Así las pestes se han cargado de sentidos, desde el castigo divino hasta los
dispositivos “naturales” de disciplinamiento positivista.
[1] Esta obra tiene como antecedente
otra pintura sobre la fiebre amarilla pero con la escena situada en Uruguay: Entierro de las víctimas de la fiebre
amarilla en Montevideo, realizado alrededor de 1857. Las dos obras están en
museos del Uruguay y Blanes es considerado el “pintor de la Patria”.

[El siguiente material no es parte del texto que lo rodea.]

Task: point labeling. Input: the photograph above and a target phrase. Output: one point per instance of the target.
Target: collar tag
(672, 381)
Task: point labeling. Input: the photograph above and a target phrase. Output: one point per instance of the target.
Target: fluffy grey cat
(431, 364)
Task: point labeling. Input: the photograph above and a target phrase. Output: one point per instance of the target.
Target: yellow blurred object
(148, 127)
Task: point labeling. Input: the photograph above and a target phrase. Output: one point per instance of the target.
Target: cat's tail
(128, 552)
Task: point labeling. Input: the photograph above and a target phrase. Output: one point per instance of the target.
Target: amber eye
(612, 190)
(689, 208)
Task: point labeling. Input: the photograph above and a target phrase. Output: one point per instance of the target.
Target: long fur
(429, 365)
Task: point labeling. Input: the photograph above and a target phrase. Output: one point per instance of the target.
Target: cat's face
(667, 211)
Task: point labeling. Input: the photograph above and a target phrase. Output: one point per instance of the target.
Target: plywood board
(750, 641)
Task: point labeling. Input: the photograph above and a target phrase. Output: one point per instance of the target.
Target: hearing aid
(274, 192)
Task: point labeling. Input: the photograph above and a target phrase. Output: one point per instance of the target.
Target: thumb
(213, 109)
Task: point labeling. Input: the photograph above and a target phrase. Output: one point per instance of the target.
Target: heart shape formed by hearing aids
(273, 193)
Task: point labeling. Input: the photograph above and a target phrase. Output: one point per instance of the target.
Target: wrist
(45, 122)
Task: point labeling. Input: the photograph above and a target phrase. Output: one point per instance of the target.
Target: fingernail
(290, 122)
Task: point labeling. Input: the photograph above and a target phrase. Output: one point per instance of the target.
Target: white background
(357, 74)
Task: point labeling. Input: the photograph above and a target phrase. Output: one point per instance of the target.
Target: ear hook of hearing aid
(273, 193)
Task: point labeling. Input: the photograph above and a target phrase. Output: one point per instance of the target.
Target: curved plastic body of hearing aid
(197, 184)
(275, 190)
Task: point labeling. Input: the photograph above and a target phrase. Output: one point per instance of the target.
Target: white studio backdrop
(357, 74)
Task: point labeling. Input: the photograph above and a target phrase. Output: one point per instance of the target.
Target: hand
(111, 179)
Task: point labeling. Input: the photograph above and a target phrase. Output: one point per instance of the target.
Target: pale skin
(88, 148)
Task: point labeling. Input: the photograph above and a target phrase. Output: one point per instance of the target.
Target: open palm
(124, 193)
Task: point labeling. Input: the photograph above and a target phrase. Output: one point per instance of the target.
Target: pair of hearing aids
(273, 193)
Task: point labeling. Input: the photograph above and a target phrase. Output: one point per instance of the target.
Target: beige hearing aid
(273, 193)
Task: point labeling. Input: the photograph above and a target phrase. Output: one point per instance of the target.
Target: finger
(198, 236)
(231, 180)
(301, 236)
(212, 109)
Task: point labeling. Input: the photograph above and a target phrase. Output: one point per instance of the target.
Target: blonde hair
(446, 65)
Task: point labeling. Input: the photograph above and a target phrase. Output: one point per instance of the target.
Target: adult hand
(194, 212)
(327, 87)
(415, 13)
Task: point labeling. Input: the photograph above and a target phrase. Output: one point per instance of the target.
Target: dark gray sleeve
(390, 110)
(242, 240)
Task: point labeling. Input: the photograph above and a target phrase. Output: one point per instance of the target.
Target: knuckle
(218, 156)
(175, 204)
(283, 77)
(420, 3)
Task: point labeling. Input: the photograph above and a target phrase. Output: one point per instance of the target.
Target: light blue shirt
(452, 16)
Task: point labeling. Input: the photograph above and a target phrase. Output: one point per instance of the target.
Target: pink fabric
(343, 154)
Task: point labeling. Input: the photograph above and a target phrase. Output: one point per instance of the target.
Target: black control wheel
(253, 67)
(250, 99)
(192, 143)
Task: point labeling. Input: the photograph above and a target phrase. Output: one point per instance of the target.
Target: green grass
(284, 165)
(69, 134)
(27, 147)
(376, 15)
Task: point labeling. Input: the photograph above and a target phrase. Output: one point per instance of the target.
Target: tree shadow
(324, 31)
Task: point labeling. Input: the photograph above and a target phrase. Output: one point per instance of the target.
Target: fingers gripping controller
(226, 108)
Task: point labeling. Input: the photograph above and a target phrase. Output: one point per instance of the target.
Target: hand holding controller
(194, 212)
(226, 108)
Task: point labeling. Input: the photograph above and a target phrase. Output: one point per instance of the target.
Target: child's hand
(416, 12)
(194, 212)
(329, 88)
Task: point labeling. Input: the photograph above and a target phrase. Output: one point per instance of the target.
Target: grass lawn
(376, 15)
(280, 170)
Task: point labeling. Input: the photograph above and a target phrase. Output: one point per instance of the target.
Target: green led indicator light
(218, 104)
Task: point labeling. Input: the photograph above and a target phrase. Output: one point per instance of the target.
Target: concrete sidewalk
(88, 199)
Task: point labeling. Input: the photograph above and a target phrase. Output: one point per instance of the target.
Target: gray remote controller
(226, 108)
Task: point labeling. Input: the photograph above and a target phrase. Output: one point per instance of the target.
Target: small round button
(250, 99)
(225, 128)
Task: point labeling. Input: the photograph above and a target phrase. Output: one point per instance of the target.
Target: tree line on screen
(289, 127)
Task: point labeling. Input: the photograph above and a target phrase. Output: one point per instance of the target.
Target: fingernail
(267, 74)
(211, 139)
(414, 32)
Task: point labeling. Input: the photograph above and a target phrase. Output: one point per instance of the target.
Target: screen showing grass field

[2] Desbordado el municipio, el
periodista Evaristo Federico Carriego de la Torre convoca al vecindario a la actual
Plaza de Mayo a organizar una Comisión Popular de Salud Pública, que estuvo
presidida por José Roque Pérez, secundado por el periodista Héctor Varela e
integrada por otras personalidades como el vicepresidente Adolfo Alsina, el
poeta Carlos Guido y Spano, el médico Manuel Argerich y el ex presidente
Bartolomé Mitre
[3] La masonería quiso dejar
constancia de sus hombres-héroes que, para salvar vidas, actuaban por las
calles de la ciudad, que se habían vuelto peligrosas. Por eso fue la masonería
la que encargó el cuadro sobre la epidemia de fiebre amarilla en Buenos Aires a
Blanes, según sostiene la historiadora del arte Laura Malosetti Costa. Una escena de amor y sacrificio: historia y
poética antirrosista en un cuadro de Juan Manuel Blanes. Estudios e investigaciones.
Facultad de Filosofía y Letras de la Universidad de Buenos Aires, 1997.
[4] Rasgo relatado en La Patria a cuadros conducido por Daniel Santoro y María Moreno. Canal 7, 2015.
[5] Didi-Huberman, Georges. Ante el tiempo.
Buenos Aires, Adriana Hidalgo, 2008.
[6] Se calcula que en la epidemia de
la fiebre amarilla murieron alrededor de 15.000 personas, el 8% de los porteños, llegando los muertos diarios
a 500 por día. Se debieron abrir cementerios ubicados en lugares como el Parque
Ameghino en Caseros y Monasterio, o en el Barrio Los Andes de Chacarita. Estos
datos consignados en distintos historiadores, se replican en el film.
[7] Informe de Guillermo Rawson de
1876 reunido en: Escritos y discursos del
doctor Guillermo Rawson, de Alberto B. Martínez. Buenos Aires, Compañía
Sud-Americana de Billetes de Banco, 1891.